Owen: We’re out of goat food.
Jennifer: There’s a whole bag in the driveway.
Owen: You know I can’t carry that down.
Jennifer: If I can carry it, you can definitely carry it.
Owen: Not everyone does CrossFit, Mom.
Jennifer: Owen, you’re 7 inches taller than me and 34 years younger. If I can carry the goat food, you can carry the goat food. If you can’t, that’s pathetic.
Owen, in his loud, aggrieved voice: Mom, that is SO sexist. Just because I’m a guy doesn’t mean I’m all strong and everything. You never tell Isabel that she’s pathetic when she’s not being all strong and stuff.
Claiming physical weakness and crying sexism to foist chores on his middle-aged mother?
This can not stand.
****
Here I go, as promised, eating my words on Prune. Some of them, anyway.
Monday night, I made Gabrielle Hamilton’s braised lamb shoulder with lemons, tomatoes, and cinnamon. I’ve never worked from a recipe that was so oddly written, bossy, affected, minimalist, sensual, and vivid. I have to admit, I thoroughly enjoyed it.
You start by browning lamb shoulder in a “rondeau” (I used a Dutch oven) in “blended oil” (I used vegetable). Snotty of her not to explain these and other terms, but it wasn’t hard to muddle through. Remove the meat to a plate, add cinnamon sticks and 3/4 cup garlic cloves and “stir around in the pan, kind of toasting and picking up the fond in a way.”
Weird prose, no? And yet I could totally see it as I rarely can when working from a conventionally- written recipe.
After this, add a cup of lemon wedges and deglaze the pan, “loosening and scraping up the fond with the juice of the lemon wedges as you crush them with your wooden spoon.”
I’ve never deglazed a pan by crushing lemon wedges with the back of a spoon and I’ve deglazed a lot of pans. So that was interesting and fun.
I’ve never deglazed a pan by crushing lemon wedges with the back of a spoon and I’ve deglazed a lot of pans. So that was interesting and fun.
Once the pan is deglazed, pour in some wine and canned tomatoes (“crushing each one briefly in your fist”), add back the meat, put the “rondeau” in the oven, and four hours later you’re ready to eat. Hamilton: “On the pickup, make sure each portion gets a nice soft, cooked lemon, if you can. And take a good look to see that you haven’t given anyone an all-fat portion.”
I dislike “on the pickup” and other lines where Hamilton's pretends she’s writing for her restaurant crew. Silly. But the rest of the recipe was intuitive and visual and fresh and I found myself wondering why recipes are generally so gray and voiceless.

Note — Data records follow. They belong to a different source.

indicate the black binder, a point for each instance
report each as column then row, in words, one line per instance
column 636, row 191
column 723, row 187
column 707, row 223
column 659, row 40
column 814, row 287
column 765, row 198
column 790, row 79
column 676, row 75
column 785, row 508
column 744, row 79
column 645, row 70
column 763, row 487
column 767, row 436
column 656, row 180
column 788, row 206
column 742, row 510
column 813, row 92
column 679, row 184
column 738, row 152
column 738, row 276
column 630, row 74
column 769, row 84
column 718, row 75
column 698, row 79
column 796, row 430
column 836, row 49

Seriously, why?
The meat was dark, meltingly tender, intense, superrich, and delicious. Easy. Six ingredients. A week ago I made a 17-ingredient lamb shank recipe from the New York Times that wasn’t half as good. I served the lamb shoulder with bread and salad. Big hit with the family, though I felt stuffed and sluggish the next day because: lamb shoulder.
I'd barely recovered from the lamb shoulder when dinner rolled around again. Last night, I roasted a chicken and made Hamilton’s fennel baked in cream. You cut up fennel, put it in a “hotel pan” (so tediously annoying, those restaurant terms), then mix a pint of heavy cream and some Parmesan and pour over the fennel, “drenching” the vegetables. Dot with butter, cover tightly, bake for an hour, top with additional cheese, bake for thirty minutes more, eat, marvel at how delicious it is, listen to your husband opine that it would be better if you replaced the fennel with potatoes, feel puffy, stuffed, and sick for the next 24 hours because: pint of cream, butter, Parmesan.
Will all the Prune recipes be this fun to cook? Will they all yield more such superb dishes? Will they all be so rich and stuffing?